Don’t Let Timed Coding Rules Misrepresent Your Billing
Many offices provide ancillary therapy services in addition to spinal adjustments. Most of those therapy services have additional rules to follow when it comes to proper billing. They are divided into three specific categories, each with their own rules and guidelines:
Supervised Modalities (CPT 97010-97028)
These are the modality services that do not require direct (one-on-one) patient contact from the provider. Providers, or their designee, can leave the room while the patient receives this service. Common services in this category include unattended electrical muscle stimulation, mechanical traction, diathermy, or hot and cold packs.

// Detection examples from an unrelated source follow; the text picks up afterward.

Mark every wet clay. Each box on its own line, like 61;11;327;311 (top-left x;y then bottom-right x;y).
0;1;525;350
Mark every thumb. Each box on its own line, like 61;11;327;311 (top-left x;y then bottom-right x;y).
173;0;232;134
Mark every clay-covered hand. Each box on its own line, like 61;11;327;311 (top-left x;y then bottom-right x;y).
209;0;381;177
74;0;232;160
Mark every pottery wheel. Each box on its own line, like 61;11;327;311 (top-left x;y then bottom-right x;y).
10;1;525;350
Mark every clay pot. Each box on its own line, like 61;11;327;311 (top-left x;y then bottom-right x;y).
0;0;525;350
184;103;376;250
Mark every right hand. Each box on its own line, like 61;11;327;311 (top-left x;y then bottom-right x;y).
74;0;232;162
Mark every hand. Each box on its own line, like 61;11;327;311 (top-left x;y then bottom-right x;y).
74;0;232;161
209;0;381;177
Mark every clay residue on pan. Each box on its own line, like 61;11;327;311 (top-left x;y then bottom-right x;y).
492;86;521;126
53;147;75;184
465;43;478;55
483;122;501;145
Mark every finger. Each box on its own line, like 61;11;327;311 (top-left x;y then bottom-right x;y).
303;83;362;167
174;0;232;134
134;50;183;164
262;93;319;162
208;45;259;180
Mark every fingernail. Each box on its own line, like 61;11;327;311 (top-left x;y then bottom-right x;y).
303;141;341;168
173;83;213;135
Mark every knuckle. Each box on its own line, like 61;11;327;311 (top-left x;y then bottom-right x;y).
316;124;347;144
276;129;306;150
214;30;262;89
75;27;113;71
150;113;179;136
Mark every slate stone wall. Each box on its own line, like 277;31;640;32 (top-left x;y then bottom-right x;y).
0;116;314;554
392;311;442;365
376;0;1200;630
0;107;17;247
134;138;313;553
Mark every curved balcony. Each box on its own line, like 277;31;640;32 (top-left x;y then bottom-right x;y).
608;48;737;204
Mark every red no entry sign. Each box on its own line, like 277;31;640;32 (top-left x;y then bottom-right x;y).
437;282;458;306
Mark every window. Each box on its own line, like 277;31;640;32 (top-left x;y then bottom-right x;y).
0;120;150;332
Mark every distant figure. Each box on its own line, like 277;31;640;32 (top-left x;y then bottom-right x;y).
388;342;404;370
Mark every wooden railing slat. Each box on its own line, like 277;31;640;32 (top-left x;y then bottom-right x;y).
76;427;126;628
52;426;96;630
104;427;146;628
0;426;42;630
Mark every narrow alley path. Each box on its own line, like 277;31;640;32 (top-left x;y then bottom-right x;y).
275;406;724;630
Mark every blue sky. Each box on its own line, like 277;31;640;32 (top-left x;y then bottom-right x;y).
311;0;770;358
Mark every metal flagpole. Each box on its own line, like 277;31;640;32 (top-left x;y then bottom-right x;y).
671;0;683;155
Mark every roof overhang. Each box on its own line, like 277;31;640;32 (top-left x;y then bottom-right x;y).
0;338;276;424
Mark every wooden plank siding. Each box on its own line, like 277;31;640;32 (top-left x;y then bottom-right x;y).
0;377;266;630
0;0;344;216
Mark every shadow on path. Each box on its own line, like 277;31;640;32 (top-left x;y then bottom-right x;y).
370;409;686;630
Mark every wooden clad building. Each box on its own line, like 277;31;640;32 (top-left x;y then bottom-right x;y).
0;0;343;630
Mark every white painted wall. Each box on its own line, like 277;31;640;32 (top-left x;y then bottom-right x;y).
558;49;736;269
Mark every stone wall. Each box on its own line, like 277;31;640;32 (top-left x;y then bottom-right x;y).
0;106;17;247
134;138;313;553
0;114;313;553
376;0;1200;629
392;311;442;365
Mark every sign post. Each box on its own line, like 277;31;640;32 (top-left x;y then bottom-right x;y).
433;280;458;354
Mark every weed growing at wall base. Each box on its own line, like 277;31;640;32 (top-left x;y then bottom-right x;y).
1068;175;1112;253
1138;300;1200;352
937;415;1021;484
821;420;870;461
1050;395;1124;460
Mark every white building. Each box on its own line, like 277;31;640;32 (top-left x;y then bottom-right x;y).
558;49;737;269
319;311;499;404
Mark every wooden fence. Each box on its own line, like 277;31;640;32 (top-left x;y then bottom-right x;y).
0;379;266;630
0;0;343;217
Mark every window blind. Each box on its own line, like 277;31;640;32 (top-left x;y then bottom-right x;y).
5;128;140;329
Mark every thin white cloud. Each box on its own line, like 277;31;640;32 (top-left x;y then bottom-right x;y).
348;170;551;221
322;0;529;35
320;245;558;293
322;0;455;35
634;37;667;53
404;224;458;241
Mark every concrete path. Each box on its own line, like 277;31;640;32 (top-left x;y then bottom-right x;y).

The distinction here is that these services are not timed-based for billing, and may only be billed once per patient encounter, regardless of the number of applications. For example, applying muscle stimulation pads to the upper back for 10 minutes, then returning to the patient to move the pads to the lower back, for an additional ten minutes of application, is still billed as only one encounter of 97014 or G0283. Documentation includes what was done, where the modality was applied, and for how long.
Constant Attendance Modalities (CPT 97032-97036)
While these services are modalities, they are different from supervised modalities in two ways: they require direct (one-on-one) provider contact with the patient and the codes are time-based for billing. The provider, or their designee, cannot leave the patient while they receive this service. Common services described as constant attendance modalities are ultrasound, attended electrical muscle stimulation, and even laser. At this point, the timed coding rules come into play. In order to seek reimbursement for a unit of service for a constant attendance modality, the provider must spend at least eight minutes (just past the halfway point of 15 minutes) providing that service to the patient. According to CMS (Medicare) guidelines, if the service is performed for less than eight minutes, do not bill for the code. Read on for more details on how to account for time when billing these time-based service codes.
Therapeutic Procedures (CPT 97110 – 97546)
These services are much more closely defined as “physical therapy” procedures. The definition includes “effecting change through the application of clinical skills and/or services that attempt to improve function”. The patient is usually active in the encounter, rather than lying down or sitting to receive a service with these codes (other than muscle work). Common services described as therapeutic procedures are therapeutic exercises and therapeutic activities, neuromuscular re-education, manual therapy, massage and activities of daily living. The provider cannot leave the patient while s/he is participating in or performing the instructions given for this service. Direct (one-on-one) patient contact is required for these codes. As with constant attendance modalities, these are time-based for billing. That means, the service must be performed for at least 8 minutes to be a billable service.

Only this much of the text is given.